佃煮も飯寿しもおいしい。そのひと言が何よりの成果

 後志管内寿都町の山下水産といえば、全国に名のとおった「生たきしらす」の老舗である。手間ひまかかる看板商品に加えて、手間ひまかかる飯寿しに力を入れたのは、「佃煮はおいしいけれど、飯寿しはそれほどでも…」と言われていたのを、「佃煮も飯寿しもおいしい」に変えたかったからである。
 「母に弟子入りした25年前、うちの飯寿しを検証したら原材料に問題がありました」
 新鮮な北の海の幸を三度三度食べて育ち、魚の本当の旨みを知っていると自負していた山下さんにとって、それは耐え難いことであり、山下水産3代目として克服しなければならない命題でもあった。
まずホッケを吟味した。寿都で飯寿しといえばホッケである。最もたくさんとれ、手に入りやすいからである。寿都近海でとれるホッケは魚の旨みを消さない程度に脂が乗っており、しかも網にからんだ魚外しなどに手間のかかる刺し網漁が今も行われている。

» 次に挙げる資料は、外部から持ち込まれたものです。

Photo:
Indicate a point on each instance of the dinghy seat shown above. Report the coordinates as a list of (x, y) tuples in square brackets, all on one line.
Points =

 「刺し網にかかったホッケは、逃れようとしてもがいた跡が残っていて見た目はよくない。しかし、身の締まりといい、旨みの濃さといい、釣ったものや定置網のものとはひと味違う」と言い切る山下さんは、“刺し網ホッケ”にこだわった。原材料選びに奔走すると同時に施設設備を一新し、製造技術の向上も図った。人材確保にも励んだ。
 「15年かかってやっと納得のいく飯寿しができました。佃煮は母にかなわないけれど、飯寿しは何とか超えたような気がします」
 「ほっけ飯寿し」「紅鮭飯寿し」「はたはた飯寿し」をはじめ、いずれの品目も苦労をいとわず食材の旨みをとことん引き出そうとする山下水産ならではの味わいである。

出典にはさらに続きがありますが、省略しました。